Раскол. Роман в 3-х книгах: Книга II. Крестный путь - Владимир Личутин
Шрифт:
Интервал:
Закладка:
А ведь и дня не ускочит, Никон, как по твоей милости кровь прольется. В ближней подмосковной селитбе мужик перекрестит жену свою беременную и троих детей, которых в ту же ночь и убьет в убеждении, что новокрещеных мучеников удобнее отправить в рай. Поутру он сам явится в губную избу и объявит голове: «Я мучитель был своим, а вы будете мне; и так они от меня, а я от вас пострадаю; и будем вкупе за старую веру в Царстве Небесном мученики...»

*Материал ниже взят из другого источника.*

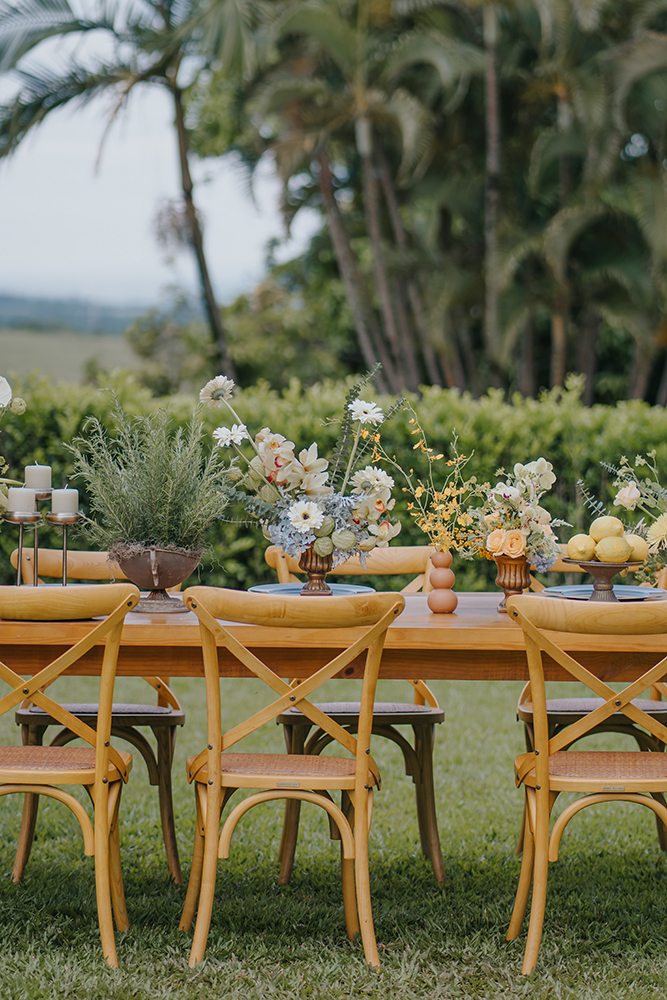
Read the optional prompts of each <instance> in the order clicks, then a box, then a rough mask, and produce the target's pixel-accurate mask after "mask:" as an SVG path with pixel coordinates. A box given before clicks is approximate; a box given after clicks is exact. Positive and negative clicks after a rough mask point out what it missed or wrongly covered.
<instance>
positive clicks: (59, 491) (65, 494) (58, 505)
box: [51, 489, 79, 514]
mask: <svg viewBox="0 0 667 1000" xmlns="http://www.w3.org/2000/svg"><path fill="white" fill-rule="evenodd" d="M78 510H79V491H78V490H69V489H64V490H53V492H52V493H51V512H52V513H53V514H76V513H78Z"/></svg>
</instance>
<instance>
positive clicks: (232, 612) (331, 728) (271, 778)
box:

Воистину тут ума лишишься и злодейцем станешь, коли сам первый святитель, отец отцев, заблудился меж трех сосен и сошел с тропы, кою самолично торил да проминал, почитай, полвека.
Широко громоздятся на амвоне три патриарха (два чуженина, а один – свой) в золотных ризах, будто копны просохлого сена под июльским полуденным солнцем, такой истекает от них свет, и зной, и благовония: три воплощенных образа Христовых, да меж них царь-государь в темно-синей однорядке, с наперсным крестом на груди и в парчовой шапке с собольим околом, словно бы гордоватый, но огрузнувший в неволе кречет, обвитый сизыми клубами ладанного дыма. Кади пуще, архидьякон, наводи пахучего туману, чтобы затмить дух смердящий, ибо трупищем окаянным запахло в церкви. И в этом чаде Алексей Михайлович походил не столько на Пилата, сколько на воина в железной шапке, что вместо воды поднял на копье к губам Спасителя губку с уксусом.
Иноземные патриархи в белых шелковых камилавках, лоснящихся от верхнего света, глаза как спелые маслины; Никон на голову выше их, словно ворон, иссера-смуглый, принахохленный, присогбенный, чтобы не выпячиваться средь иерархов, крутые скулы обтянуты черным шерстяным клобуком, скуфейка вязаная, как мисюрка, туго надвинута на самые брови, отчего у патриарха лицо воина Христова и монаха-аскета; взгляд строг, неулыбчив, нижняя губа презрительно выпячена. А в душе-то смятение. Ему страсть как хочется уравняться с гречанами, в ризнице уже давно припасен белый клобук с камилавкой.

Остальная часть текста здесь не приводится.